What is the area formed by the loop of the curve $x^3 - y^3= xy$?

Question

I know how to find area of elementary functions by integration. The only loop questions that I know how to solve are the ones that are of the petal type, which can be converted into polar form and then integrated using polar coordinates. In this question conversion into polar form was not much of a help.

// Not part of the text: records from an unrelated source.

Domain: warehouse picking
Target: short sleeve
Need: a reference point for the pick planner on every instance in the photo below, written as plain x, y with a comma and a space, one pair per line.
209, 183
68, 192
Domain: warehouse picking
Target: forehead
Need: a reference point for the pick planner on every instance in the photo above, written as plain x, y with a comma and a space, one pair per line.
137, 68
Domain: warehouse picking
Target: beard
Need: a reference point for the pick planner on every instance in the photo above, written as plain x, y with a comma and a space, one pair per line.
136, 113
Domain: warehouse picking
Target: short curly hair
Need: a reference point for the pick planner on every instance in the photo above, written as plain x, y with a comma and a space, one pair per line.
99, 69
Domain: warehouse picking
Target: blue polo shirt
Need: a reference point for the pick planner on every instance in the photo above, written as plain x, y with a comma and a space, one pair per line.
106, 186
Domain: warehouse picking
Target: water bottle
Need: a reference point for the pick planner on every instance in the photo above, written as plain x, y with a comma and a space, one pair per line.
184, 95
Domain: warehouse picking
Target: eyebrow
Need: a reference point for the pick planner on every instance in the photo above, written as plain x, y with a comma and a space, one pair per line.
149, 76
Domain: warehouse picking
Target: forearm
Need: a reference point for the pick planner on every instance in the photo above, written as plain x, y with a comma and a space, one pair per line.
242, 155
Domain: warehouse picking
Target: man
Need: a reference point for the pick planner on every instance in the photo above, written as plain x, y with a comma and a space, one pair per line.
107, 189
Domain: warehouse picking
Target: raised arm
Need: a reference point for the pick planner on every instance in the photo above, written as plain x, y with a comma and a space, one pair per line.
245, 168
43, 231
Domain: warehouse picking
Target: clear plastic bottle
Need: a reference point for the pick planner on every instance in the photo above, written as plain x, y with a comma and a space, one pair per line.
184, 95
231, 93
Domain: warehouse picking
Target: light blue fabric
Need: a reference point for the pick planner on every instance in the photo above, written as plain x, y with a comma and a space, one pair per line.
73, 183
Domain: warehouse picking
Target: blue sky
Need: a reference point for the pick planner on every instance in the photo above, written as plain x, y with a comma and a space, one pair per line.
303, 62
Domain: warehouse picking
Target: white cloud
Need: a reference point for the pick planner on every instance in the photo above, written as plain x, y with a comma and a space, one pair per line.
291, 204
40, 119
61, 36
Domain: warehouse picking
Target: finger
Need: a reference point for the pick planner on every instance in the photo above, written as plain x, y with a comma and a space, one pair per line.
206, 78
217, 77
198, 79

I plotted the function on Desmos (Online Graphing Calculator) to see how it precisely looks. I have no idea how to proceed. I am trying to isolate y to form a piece wise function, but I am not able to it yet. Please help me with this, I would be grateful.

Answer 1

Suggestion / partial answer:

If you swap to polar coordinates, you get $r = \frac{\sin\theta\cos\theta}{\cos^3\theta - \sin^3\theta}$. This means that the area is $$ \int_{\pi/2}^\pi \left(\int_0^{\frac{\sin\theta\cos\theta}{\cos^3\theta - \sin^3\theta}}r\,dr\right)d\theta = \frac12\int_{\pi/2}^\pi\left(\frac{\sin\theta\cos\theta}{\cos^3\theta - \sin^3\theta}\right)^2\,d\theta $$ That's not an integral I like. I am sure there are trigonometric identities that can be used and simplifications that can be done, but I know of none that jump out to me as immediately convenient to use. Or it can be put into a computer to get...$\frac16$.

Answer 2

Here's how to do the integral $:= I$ from the answer of Arthur: Dividing numerator and denominator by $\cos^6(x)$, we get \begin{align} I = \int \frac{\frac{\sin(x)}{\cos^5(x)}}{(\cos^3(x) - \sin^3(x))^2\sec^6(x)} dx = \int \frac{\tan^2(x) \sec^2(x)}{(\tan^3(x) - 1)^2} dx \end{align} Now, using the substitution $u = \tan(x)$ and $du = \sec^2(x) dx$ we get \begin{align} I = \int \frac{u^2}{(u^3 - 1)^2} du \end{align} This you can evaluate easily with a second substitution: $v = u^3 - 1$.